Saturday, June 26, 1999

What's Up With... The Dive Stick Recall?

You must have seen by now that the Government is recalling 20 million dive sticks-- those hard, cylindrical toy things that you stand at the bottom of your swimming pool and dive down to retrieve.

According to the New York Times, "the safety commission said that at least six children had been rectally or vaginally impaled by the toys... which have been on the market for about 20 years at various retail stores."

Now, we hate the idea of kids getting hurt-- whether in the middle of spirited, summer aquatic group horseplay or more private, personal explorations in a quiet pool when mom's gone inside to make some lemonade. But recalling 20 million units of a tried-and-true summer toy? That sounds like an overreaction-- and to us, it's an overreation based on ire that would better be focussed on, say, the guns that kids the same age are also playing with.

Thursday, June 24, 1999

The Opinionator on... The Indian Bomb

India's recent nuclear defense initiatives may alarm Pakistan and China, piss off Japan and the United States, and give ideas to Iran. They also seem oddly gangstery for a country whose middle class is the largest in the world. Exactly what part of arms racing hasn't long been discredited, anyway? Believing yourself protected if your guns are large and numerous enough? Wasting millions of dollars on satanic hardware, that could better be spent on agriculture and education? Orgying in a false sense of national pride and respect as a world power?
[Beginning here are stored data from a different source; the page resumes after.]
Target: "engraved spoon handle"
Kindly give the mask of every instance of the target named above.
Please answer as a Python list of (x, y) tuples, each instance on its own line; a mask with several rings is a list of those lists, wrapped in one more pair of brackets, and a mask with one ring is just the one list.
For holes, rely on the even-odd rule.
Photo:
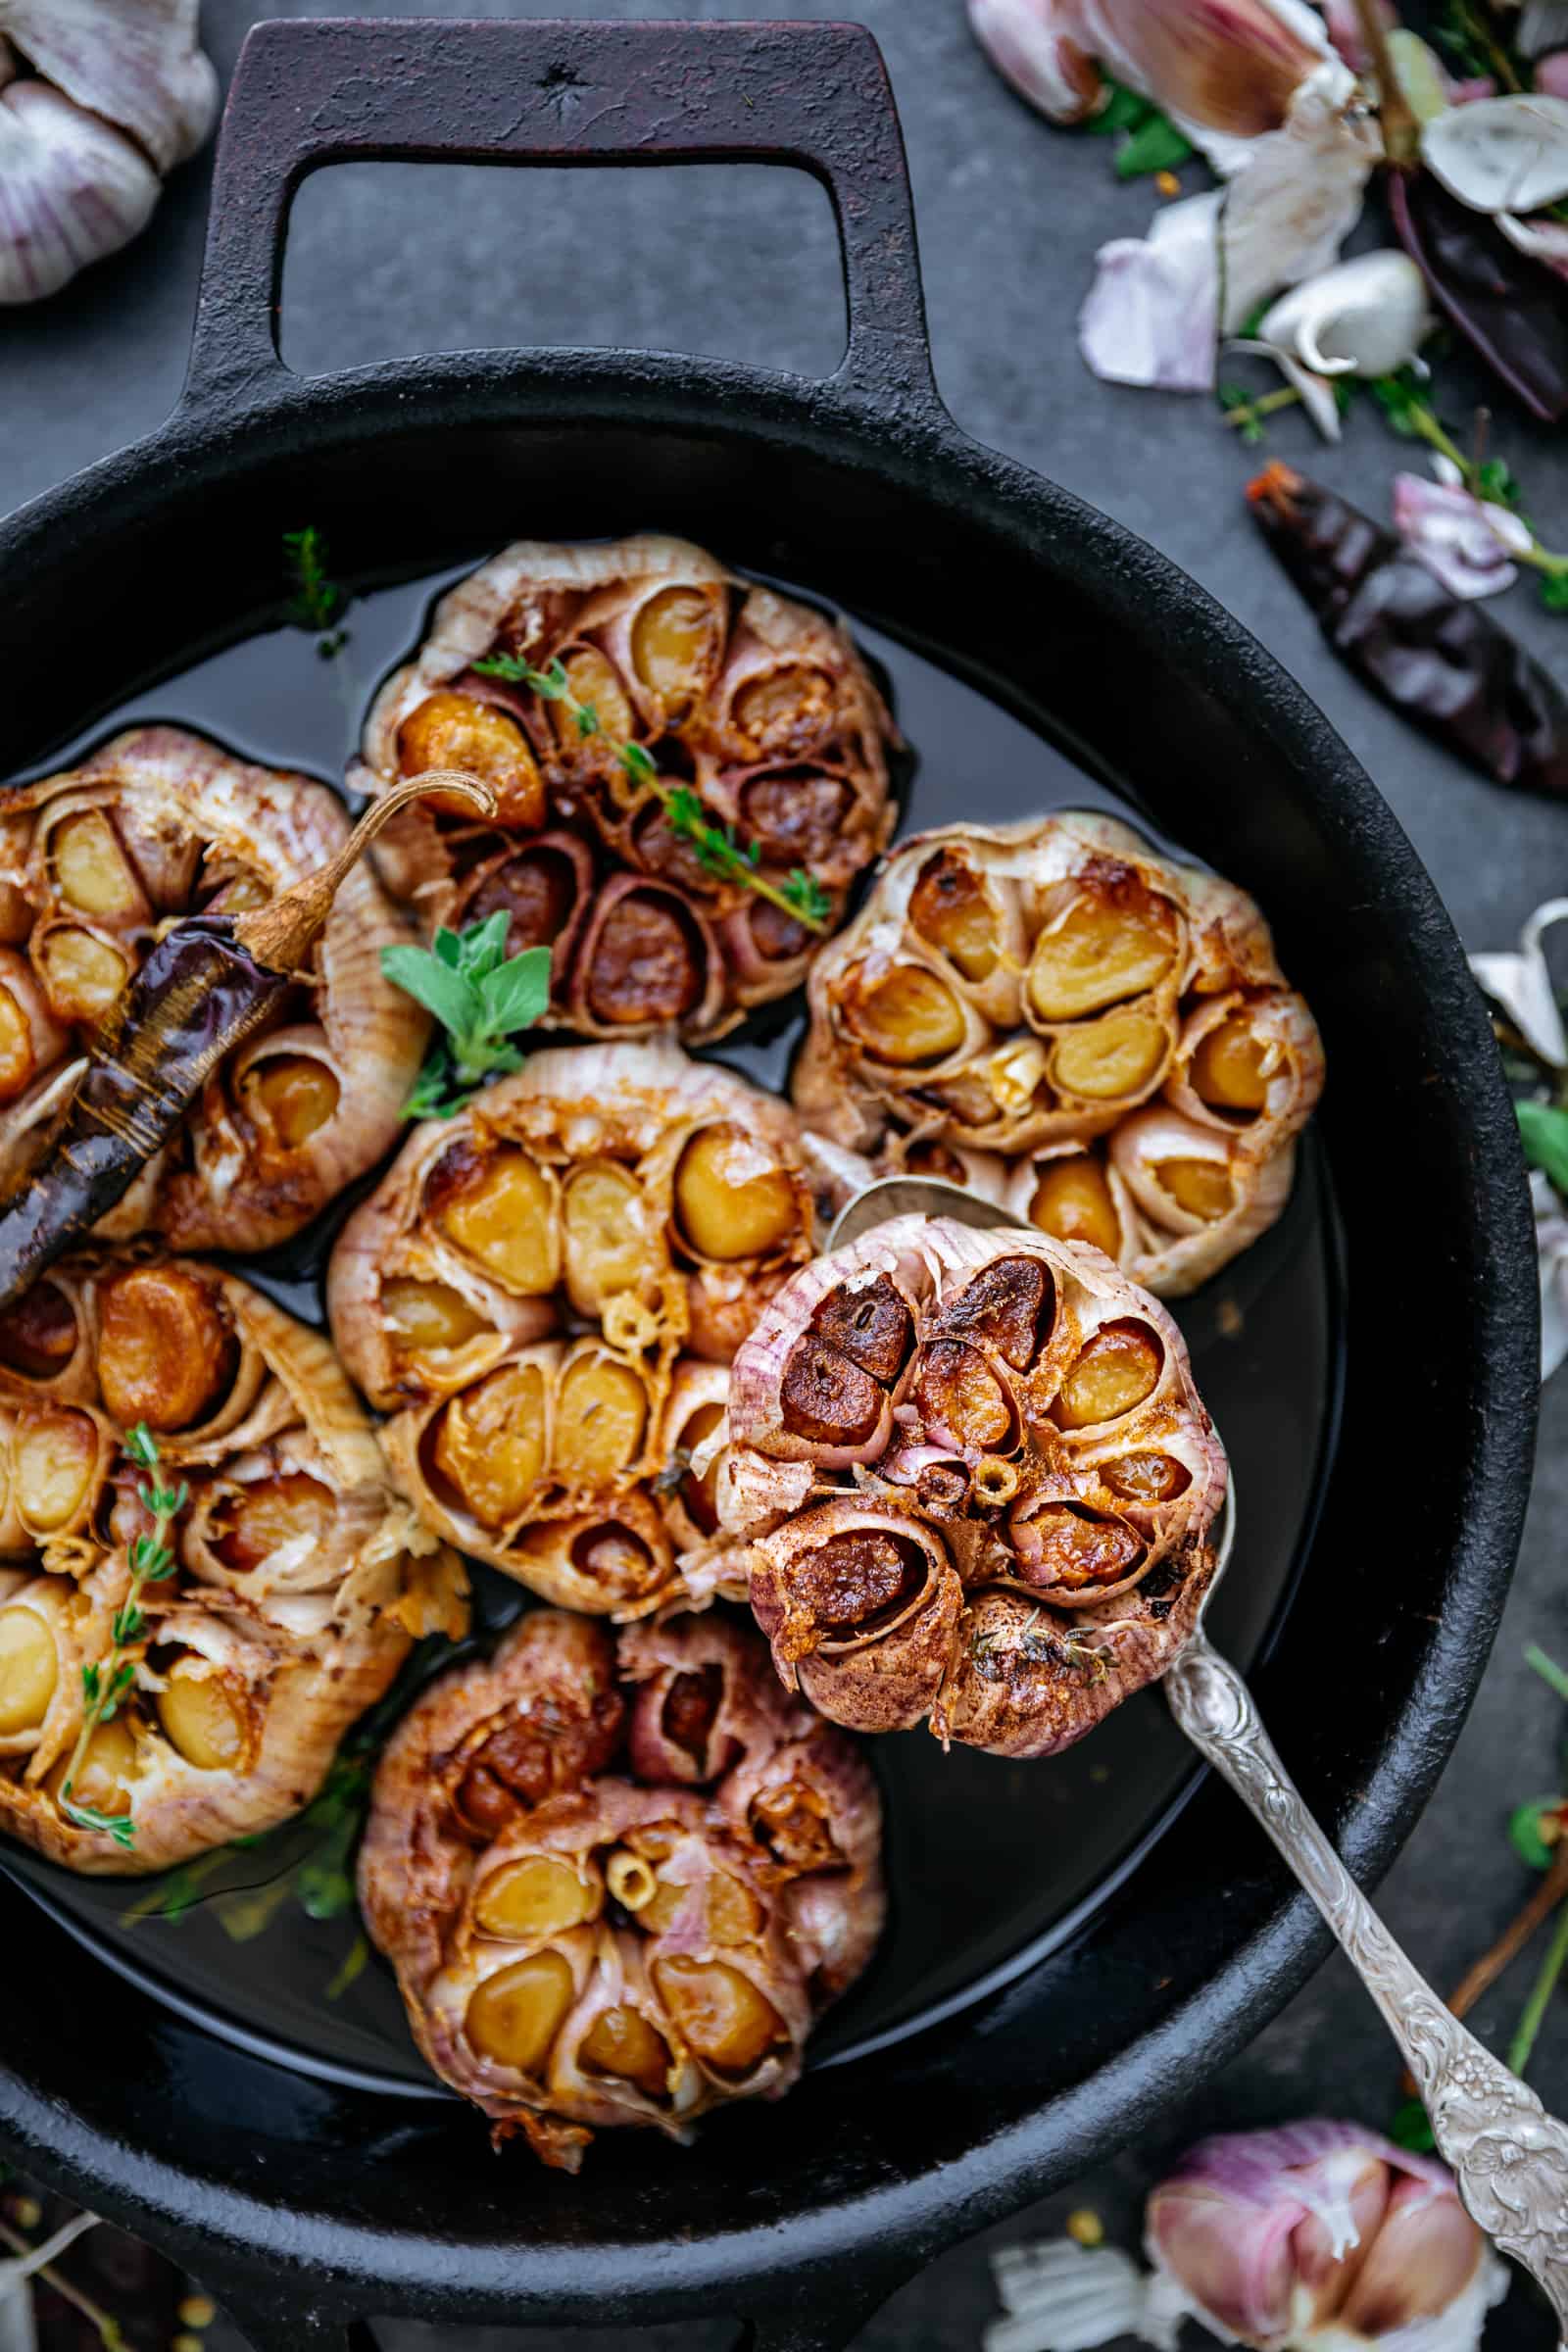
[(1568, 2336), (1568, 2130), (1411, 1966), (1301, 1802), (1247, 1685), (1201, 1632), (1165, 1689), (1188, 1739), (1261, 1822), (1382, 2010), (1467, 2209), (1545, 2288)]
Scaring your neighbors, which since the Cold War have included every other country in the world?

Sunday, June 20, 1999

VOLPE SENTENCED IN LOUIMA CASE: NO RECTAL JAMMING TO BE ADMINISTERED

Now, we accept that Anglo-American jurisprudence embodies significant moral improvements over good old "an eye for an eye, a tooth for a tooth" thinking, but golly, wouldn't a stiffer sentence have been more effective in the Louima case?

Former police officer Justin Volpe just got thirty years for jamming a broken broomstick up Abner Louima's rectum in the bathroom of the 70th Precinct station house, in the now-famous, monstrously inappropriate and obviously racist assault on the Haitian immigrant during an investigation one night in August, 1997. Volpe, 27, could have gotten life. And though Judge Eugene H. Nickerson did a good job of balancing the sentence between the harshness demanded by Louima supporters and the leniency expected for a white former police officer, we propose considering another option entirely.

Instead of spending taxpayer money to house, clothe, and feed Volpe for the next thirty years (or twenty-five, if he stays in line), why not send him to some sort of court-created mental realignment facility, to receive a rectal jamming of his own, then spend a year or so talking about this experience every day with a nice counselor. Wouldn't that more effective-- not just for Volpe, who may or not use the opportunity to interrogate and overcome his own racism and rage, but for other NYPD officers, who would then understand that they were living in a kind of sci-fi world in which rectal jammings are administered by the authorities?